Anyone can now obtain information on open inheritances - just enter information about the deceased. However, information about the heirs remains unavailable. What is important is that during a person’s life it is impossible to clarify through the service whether there is a will or not - confidentiality in this case is maintained.
The online method is quite convenient, but it is still recommended to additionally use standard options if the site does not provide information, since the service was introduced recently, so errors in data processing are possible.
Where to start
When deciding how to find out whether a deceased relative has a will, you should keep in mind that two copies are always prepared. One of them is kept by the testator, the other remains with the notary who executed the document. In order for a lost will to come into force, it is enough to find any of them.
The place where you should start your search is the testator’s house. As a rule, the testator keeps a document expressing his last will in his personal papers. Relatives living in the same house as the testator may be aware of its existence. However, when trying to find out from them whether a will exists or not, you should take into account that they are first-degree relatives of the deceased, which means they will receive the property if the lost will is not found. Therefore, you should not rely too heavily on them when trying to find this document.
How to find out if there is an inheritance abroad?

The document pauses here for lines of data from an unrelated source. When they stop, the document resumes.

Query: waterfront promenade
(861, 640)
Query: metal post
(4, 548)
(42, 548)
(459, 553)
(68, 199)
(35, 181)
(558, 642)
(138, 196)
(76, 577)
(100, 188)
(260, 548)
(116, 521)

In a situation where a written expression of will is properly executed, the notary who is responsible for conducting the inheritance case is obliged to contact all the persons indicated in the document. The usual contact details are indicated there.
This is also done by special departments whose activities include checking and opening inherited property abroad. With the help of such colleges, any citizen can obtain information: whether he has inherited property abroad. Among other things, these institutions provide services for finding heirs to transfer the relevant certificate to them.